Biological reaction networks are stochastic due to random thermal fluctuations. Stochasticity plays important roles in regulation of biochemical reaction networks when the copy numbers of molecular species are small and often results in unexpected outcomes. For example, it has been shown that a basic enzymatic reaction system can display stochastic focusing (SF) by increasing the sensitivity of the network as a result of the increasing signal noise [1]. Although stochastic simulation algorithm has been widely used to study such systems, it is ineffective in examining rare events and this becomes a significant issue when the tails of probability distributions are relevant as is the case of SF. Here we use the ACME method for the exact solution of the discrete Chemical Master Equation and study the probability landscape of product molecules in the basic enzymatic reaction system used in the original SF study [1]. Examinations of the effects of signal molecules under different stochastic processes show that SF is at play as stochastic changes enhance the system sensitivity. However, we also observed that the noise in signaling under certain stochastic processes in the same reaction network lead to a decrease in the system sensitivities, thus the network experiences stochastic defocusing. We further show that signal molecules following certain stochastic processes in the same reaction network can give rise to noise-induced bistability in the distribution of product molecules. These results highlight the fundamental role of stochasticity in biological reaction networks and the need for exact computation of probability landscape of the molecules in the system. It also points to possible importance of positive and negative feedback loops in such networks for control of the intrinsic noise.[1] Paulsson et. al, 2000, PNAS.

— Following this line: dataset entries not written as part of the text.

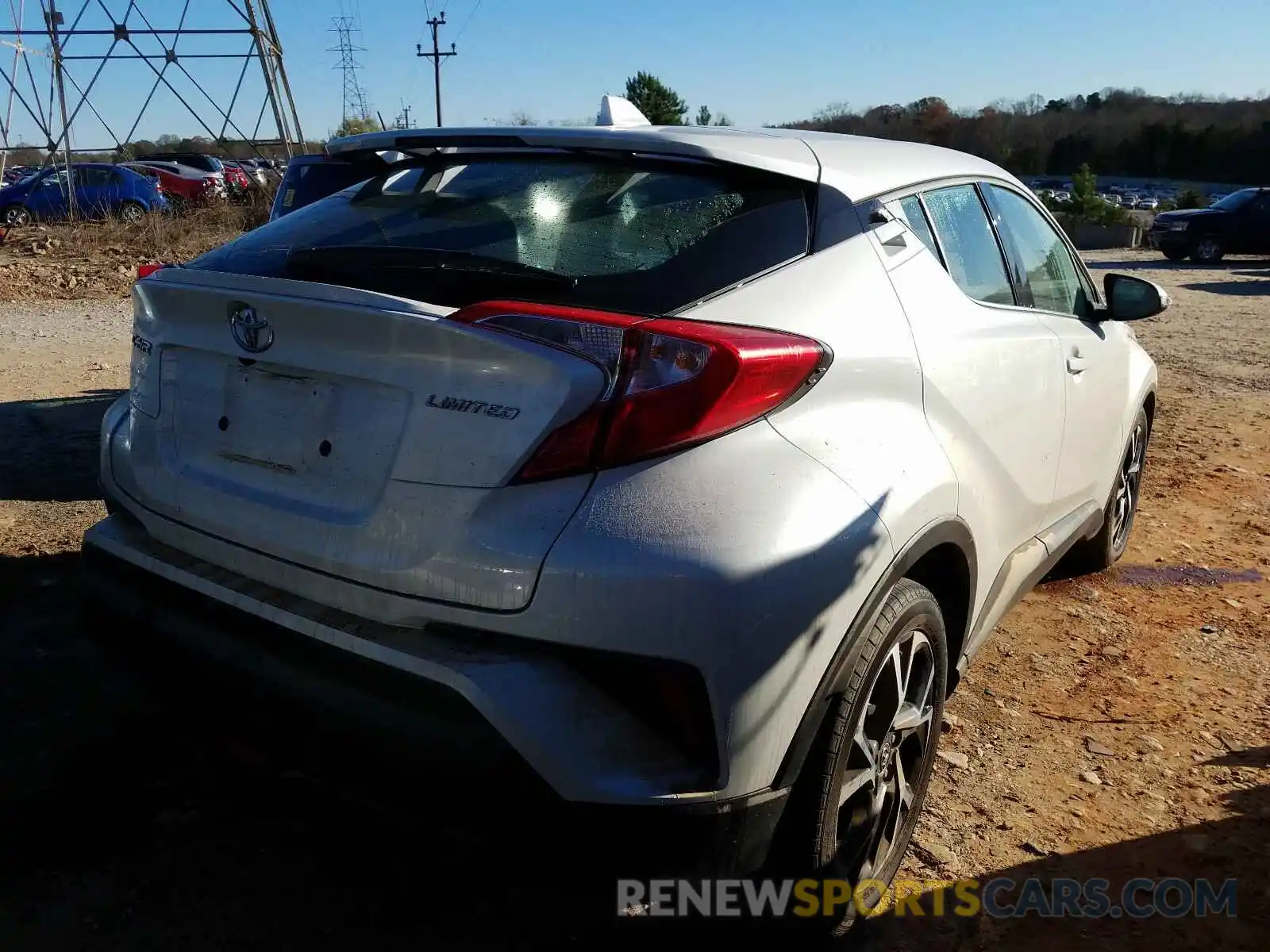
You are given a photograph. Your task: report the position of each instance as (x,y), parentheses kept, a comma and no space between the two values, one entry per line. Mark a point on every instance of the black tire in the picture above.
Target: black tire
(1208,251)
(1104,550)
(812,838)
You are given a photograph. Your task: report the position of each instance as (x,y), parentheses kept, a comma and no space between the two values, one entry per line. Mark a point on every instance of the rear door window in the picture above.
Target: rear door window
(626,234)
(971,249)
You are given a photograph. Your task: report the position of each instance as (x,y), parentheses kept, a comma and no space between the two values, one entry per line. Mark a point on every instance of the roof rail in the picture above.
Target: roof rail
(620,113)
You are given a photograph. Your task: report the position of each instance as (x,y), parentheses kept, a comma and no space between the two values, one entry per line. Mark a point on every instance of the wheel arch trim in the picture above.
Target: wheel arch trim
(833,681)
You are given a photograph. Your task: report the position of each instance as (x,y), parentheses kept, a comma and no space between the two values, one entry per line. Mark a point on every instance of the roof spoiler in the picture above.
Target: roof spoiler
(615,113)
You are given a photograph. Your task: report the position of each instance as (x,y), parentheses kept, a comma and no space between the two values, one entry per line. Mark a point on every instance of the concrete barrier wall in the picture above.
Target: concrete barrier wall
(1090,238)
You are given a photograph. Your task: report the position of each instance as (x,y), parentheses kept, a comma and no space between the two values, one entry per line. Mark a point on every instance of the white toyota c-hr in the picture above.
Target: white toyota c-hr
(691,465)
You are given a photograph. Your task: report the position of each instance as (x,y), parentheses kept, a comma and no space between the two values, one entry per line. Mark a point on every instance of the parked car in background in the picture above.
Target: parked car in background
(16,173)
(247,175)
(181,183)
(1240,224)
(681,492)
(97,190)
(238,183)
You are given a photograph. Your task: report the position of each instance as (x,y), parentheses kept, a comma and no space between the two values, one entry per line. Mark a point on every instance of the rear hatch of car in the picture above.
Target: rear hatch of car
(313,391)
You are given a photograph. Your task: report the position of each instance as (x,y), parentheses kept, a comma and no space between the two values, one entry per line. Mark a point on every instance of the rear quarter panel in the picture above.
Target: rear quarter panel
(864,422)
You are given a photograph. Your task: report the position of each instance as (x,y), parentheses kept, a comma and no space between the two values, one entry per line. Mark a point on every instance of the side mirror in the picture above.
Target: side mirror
(1133,298)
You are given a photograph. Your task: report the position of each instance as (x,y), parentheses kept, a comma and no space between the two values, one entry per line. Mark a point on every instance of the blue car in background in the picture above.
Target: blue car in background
(99,190)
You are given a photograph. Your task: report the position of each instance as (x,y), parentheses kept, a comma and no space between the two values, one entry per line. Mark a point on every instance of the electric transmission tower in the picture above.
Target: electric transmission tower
(83,84)
(355,97)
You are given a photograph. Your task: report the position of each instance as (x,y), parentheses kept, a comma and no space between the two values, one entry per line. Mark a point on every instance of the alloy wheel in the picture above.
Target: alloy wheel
(1208,251)
(891,750)
(1128,480)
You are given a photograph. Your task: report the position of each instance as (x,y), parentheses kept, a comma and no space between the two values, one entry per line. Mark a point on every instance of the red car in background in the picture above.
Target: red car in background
(237,181)
(184,184)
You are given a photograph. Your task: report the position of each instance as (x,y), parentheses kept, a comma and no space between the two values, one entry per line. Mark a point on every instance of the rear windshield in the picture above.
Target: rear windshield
(639,235)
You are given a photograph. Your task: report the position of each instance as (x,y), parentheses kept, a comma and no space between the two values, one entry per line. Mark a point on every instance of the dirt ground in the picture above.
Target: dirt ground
(1115,727)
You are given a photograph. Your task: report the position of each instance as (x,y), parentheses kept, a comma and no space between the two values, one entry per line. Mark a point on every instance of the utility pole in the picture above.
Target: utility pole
(52,21)
(436,56)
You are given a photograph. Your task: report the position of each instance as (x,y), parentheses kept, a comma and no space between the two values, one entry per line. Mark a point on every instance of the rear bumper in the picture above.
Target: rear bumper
(402,736)
(1168,240)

Effects of Electric Field on Channel Proteins Through Dipole Perturbation and Network of Signal Transmission

Kv1.2 voltage-gated and MlotiK1 cyclic nucleotide-gated K+ channels belong to the family of tetrameric cation channels and share a similar protein fold in the transmembrane region. Kv1.2 channel is activated by the changes in the transmembrane potential, while MlotiK1 channel is activated upon the binding of cyclic nucleotides to its intracellular domain. We use a perturbation-based markovian transmission model [Lu and Liang,PLoS Comp. Biol. 2009] to study allosteric activation pathways in both channels. The initial perturbation on residues, e.g., ligand binding or conformational change, is converted to flow of probability, which allows studying of the time-course of signal transmission and propagation of probability flow through the protein molecule. As dipoles in channel proteins respond to the external electric field, change in energy and introduction of torque arise for individual residues. We postulate residues that experience large energy change and torque are those responding first to the membrane depolarization in ion channels. To identify regions of initial perturbation, we build structural models by embedding channel proteins in the POPC lipid bilayer, with surrounding slabs of water molecules on both sides of the membrane. Our calculations identified S1 helix of voltage sensing domain, linker, and filter regions in Kv1.2 channel, as well as helix S1 and linker in MlotiK1 channel as the regions of initial response, as they contain the majority of strongly polarizable dipoles. Our results show that dipole perturbation results in a strong signal transmittion to the charged arginine residues of S4 in Kv1.2, whereas no significant signal transmission is observed under the same perturbation for MlotiK1 channel. This suggests dipole perturbation is a mechanism how voltage gated channel proteins respond to external electric field. This mechanism, however, is not employed by ligand-gated channels.